On social media and in conversations with JI, writers and librarians sharply criticized the idea that opponents of book-banning must necessarily also allow books that deny the realities of the Holocaust. 

For more information, read the article.

Anythink Libraries to Build a Nature Library

Anythink Libraries in Colorado announced the following:

Anythink Libraries and the City of Thornton have entered an agreement to build a nature library. … After years of planning, Thornton City Council and the Anythink Board of Trustees have signed an intergovernmental agreement that would lease 15 acres to the district, with plans to build a 35,000-square-foot nature library. The other 140 acres of open lands will be programmed by the Anythink team and reserved for nature learning and exploration.

The Anythink Nature Library will be designed to support the wellbeing of the Thornton community through spaces, experiences and collections. The library will … encourage people of all ages to spend time outdoors learning about stars, water, wildlife and seasonal changes to help build a culture of environmental stewardship. This natural experience is intended to spark imagination and creativity, while providing a place to practice being human.
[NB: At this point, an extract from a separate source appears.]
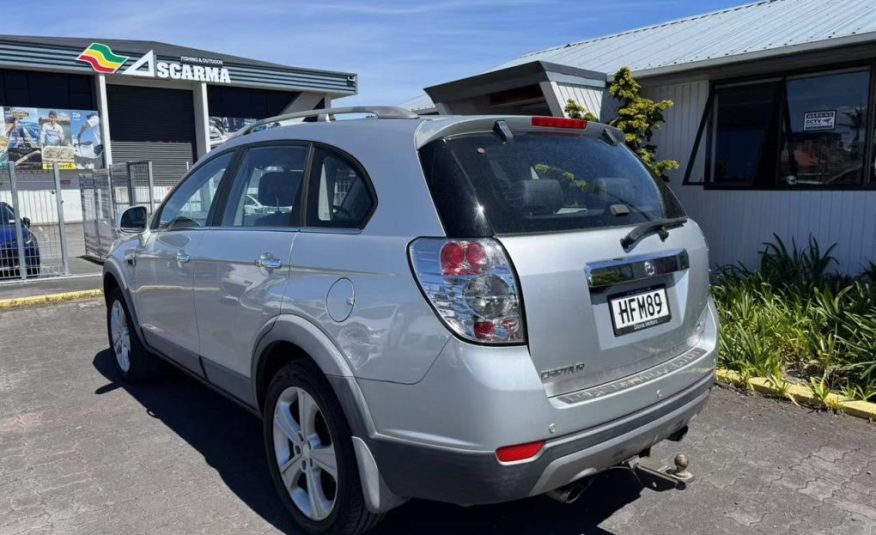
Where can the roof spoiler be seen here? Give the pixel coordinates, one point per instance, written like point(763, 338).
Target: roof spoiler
point(327, 114)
Design phase of the library project is currently underway, with five main areas of focus: creating a space that is boundless, where nature education is seamlessly provided within the library and throughout the surrounding land; wellbeing, focusing on the health and wellness of the community; environmental stewardship, expanding individual responsibility to the earth; heritage, celebrating the history and culture of the people, animals, flora and fauna of the West; and beauty, creating a space that is designed to inspire.
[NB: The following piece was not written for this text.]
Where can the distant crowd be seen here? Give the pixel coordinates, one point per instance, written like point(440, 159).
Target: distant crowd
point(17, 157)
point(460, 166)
For more information, read the news item.

NISO Is Seeking Public Comment on Its Video and Audio Metadata Recommended Practice Draft

NISO (National Information Standards Organization) announced the following:

[The] draft Video and Audio Metadata Recommended Practice is now available for public comment through August 5, 2022. This new Recommended Practice establishes guidelines for metadata for video and audio assets including administrative metadata, semantic metadata, technical metadata, rights metadata, and accessibility metadata. …

The NISO Video and Audio Metadata Recommended Practice aims to improve the dissemination, discoverability, and indexability of video and audio content, including helping to ensure that media assets comply with web accessibility standards, which require specific tagging that is rarely applied at present due to a lack of clear metadata crosswalks and best practice recommendations between text and non-text formats.

For more information, read the press release.

W3C Works Toward Interoperability Standards for the Metaverse

The World Wide Web Consortium (W3C) announced the following:

The Metaverse Standards Forum launched on June 21, 2022, of which the Web Consortium is a founding member, among other key actors whose focus is on leading platforms, hardware, tools, engines, users. The forum, whose membership is free, and open to any organization, brings together leading standards organizations and companies for industry-wide cooperation on interoperability standards needed to build an open and inclusive metaverse. …

The first meetings of the Metaverse Standards Forum will start in July 2022.

For more information, read the news item.

ALA Core Members Get Free Access to OCLC's WorldShare Management Services Test Environment

OCLC announced the following:

OCLC and ALA Core, the newest division of the American Library Association, are partnering to provide free access to OCLC’s WorldShare Management Services sandbox, the test environment for the platform, that will allow Core members seeking professional development opportunities a chance to work hands-on with a cloud-based library management system. …

‘I am delighted to initiate this strategic partnership with OCLC. Access to library systems is a barrier, particularly for early career library workers. Together, Core and OCLC will address that barrier by providing not just access but also training. I believe this will be a powerful and meaningful benefit not only to Core members but to the profession broadly,’ said Lindsay Cronk, Core’s 2021-2022 President.